Ken Morrish, a friend and one of our favorite fly tyers, once said that “tying flies is a great way to round out the sport”. We couldn’t agree more. Of course, to the beginning tyer, there may be better spatial metaphors than “rounding out”… perhaps “bottomless” would be fitting to the tyer who is just coming to terms with the lengthy list of tools and materials and terminology and techniques required. Or perhaps “plateau” would be most accurate for the tyer who seems to be unable to take it to the next level. Regardless of where you are in your tying journey, take heart. This list is for you!
Spoiler alert: despite your best efforts “perfection” might be a distant point on the horizon. Sometimes, however, fish care far less than tyers do about how well a pattern is tied. Don’t be afraid to fish flies that don’t look like they didn’t come out of the bin at your local shop. You’ll learn a ton about what fish do and don’t seem to care about, and this will make you a better (and more relaxed) tyer.
If you ever go to a fly tying expo or a demonstration at a local shop you’ll notice that most of those in attendance are seasoned tyers. You know why? Because a) they love the craft and b) they have found that there is always something new they can learn by watching other tyers. The best tyers we know are always tuning in to watch each other and learn (granted, heckling may be more of the driving force than education….). Fly tying tutorials are all over YouTube and can be a quick an easy way to learn a new trick. Watch and subscribe to these popular channels.
It is worthwhile to tie a fly just like _____ (insert your most admired tyer here), or buy a few bugs from the shop and try to replicate them perfectly. But there is always room to tinker with a pattern. Even the most hallowed patterns should be viewed as a guideline or a starting point. From there, add a soft hackle collar, a hot spot, different colors of legs, a different shape of hook, more weight, less weight, a bead head, a longer wing, a shorter wing….
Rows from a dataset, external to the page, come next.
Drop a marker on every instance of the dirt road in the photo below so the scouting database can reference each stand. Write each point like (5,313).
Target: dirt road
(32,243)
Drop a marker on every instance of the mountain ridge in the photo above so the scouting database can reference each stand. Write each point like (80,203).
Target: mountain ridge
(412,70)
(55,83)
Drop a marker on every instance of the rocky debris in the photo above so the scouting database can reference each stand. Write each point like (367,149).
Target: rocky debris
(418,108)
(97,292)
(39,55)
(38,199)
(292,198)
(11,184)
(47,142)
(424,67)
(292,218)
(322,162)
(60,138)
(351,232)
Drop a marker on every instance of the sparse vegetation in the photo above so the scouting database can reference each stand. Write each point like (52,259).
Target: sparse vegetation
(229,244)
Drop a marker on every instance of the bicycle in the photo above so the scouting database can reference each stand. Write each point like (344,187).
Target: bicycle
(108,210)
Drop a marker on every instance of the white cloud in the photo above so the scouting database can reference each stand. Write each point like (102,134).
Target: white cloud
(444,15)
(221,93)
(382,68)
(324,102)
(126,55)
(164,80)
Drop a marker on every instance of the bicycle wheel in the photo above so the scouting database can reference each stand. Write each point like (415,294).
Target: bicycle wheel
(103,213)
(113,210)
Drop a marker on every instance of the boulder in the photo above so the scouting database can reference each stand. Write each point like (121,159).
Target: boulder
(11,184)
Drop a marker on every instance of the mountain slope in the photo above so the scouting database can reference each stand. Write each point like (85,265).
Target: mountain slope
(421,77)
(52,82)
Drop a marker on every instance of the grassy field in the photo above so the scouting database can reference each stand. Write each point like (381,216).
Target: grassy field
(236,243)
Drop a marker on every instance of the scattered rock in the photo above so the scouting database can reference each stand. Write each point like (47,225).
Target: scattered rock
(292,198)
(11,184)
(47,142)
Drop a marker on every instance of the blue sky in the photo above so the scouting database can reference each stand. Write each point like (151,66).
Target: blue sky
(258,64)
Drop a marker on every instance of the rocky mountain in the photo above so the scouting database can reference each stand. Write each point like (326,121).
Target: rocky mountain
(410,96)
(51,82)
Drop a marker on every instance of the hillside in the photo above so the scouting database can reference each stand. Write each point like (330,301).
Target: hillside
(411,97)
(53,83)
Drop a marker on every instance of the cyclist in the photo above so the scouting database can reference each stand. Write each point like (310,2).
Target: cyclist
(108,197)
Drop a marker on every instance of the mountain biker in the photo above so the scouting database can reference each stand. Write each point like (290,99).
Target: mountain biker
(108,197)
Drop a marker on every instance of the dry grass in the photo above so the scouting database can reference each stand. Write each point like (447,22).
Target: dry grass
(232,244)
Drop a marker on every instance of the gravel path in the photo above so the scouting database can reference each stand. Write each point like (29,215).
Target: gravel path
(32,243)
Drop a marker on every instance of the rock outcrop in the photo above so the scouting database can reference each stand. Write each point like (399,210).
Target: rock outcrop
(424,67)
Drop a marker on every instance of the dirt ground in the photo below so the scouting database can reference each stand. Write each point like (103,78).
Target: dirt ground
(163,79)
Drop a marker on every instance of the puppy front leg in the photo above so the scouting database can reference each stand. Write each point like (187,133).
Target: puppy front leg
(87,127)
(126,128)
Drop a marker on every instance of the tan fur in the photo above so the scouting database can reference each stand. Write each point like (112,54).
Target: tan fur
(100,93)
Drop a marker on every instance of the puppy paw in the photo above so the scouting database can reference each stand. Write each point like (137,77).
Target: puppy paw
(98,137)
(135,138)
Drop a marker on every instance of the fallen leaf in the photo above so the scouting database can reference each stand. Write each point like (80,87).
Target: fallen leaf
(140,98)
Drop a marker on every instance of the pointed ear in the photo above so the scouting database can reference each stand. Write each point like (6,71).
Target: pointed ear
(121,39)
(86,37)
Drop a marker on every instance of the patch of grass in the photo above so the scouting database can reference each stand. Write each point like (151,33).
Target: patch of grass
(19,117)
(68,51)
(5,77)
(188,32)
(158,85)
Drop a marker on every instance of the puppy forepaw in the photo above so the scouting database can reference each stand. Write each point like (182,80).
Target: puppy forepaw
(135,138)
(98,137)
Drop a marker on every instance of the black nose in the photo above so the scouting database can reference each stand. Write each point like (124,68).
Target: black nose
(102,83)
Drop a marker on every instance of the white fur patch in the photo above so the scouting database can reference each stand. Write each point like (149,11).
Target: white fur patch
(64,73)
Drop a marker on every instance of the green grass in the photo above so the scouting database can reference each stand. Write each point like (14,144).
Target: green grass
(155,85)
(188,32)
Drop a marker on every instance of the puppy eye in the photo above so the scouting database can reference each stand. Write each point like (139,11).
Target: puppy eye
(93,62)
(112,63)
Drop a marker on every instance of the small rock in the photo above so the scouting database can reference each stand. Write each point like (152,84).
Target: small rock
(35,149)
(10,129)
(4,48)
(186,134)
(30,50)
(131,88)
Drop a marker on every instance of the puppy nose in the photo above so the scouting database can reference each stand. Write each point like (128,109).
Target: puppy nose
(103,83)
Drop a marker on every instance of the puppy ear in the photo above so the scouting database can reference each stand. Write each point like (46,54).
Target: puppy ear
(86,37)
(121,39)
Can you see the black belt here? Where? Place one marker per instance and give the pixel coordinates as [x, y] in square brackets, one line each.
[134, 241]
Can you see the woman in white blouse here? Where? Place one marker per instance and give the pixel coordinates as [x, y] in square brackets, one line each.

Every tyer has strengths and weaknesses. Put together a group of friends or join a tying club through your local shop. You will learn a ton from watching someone else and mimicking what they are doing. You will also be able to show off your strengths and teach others. Worst case scenario, you get to hang out with some friends, have a beer and tell fishing stories.
Runners will tell you that signing up for a race is essential to committing to the training for your first race. Anything you can do to commit yourself to tying will help. Commit to tying a fly a day for a year or decide to only fish flies that you’ve tied. Anything that you can do to spend more time at the bench will ultimately pay off.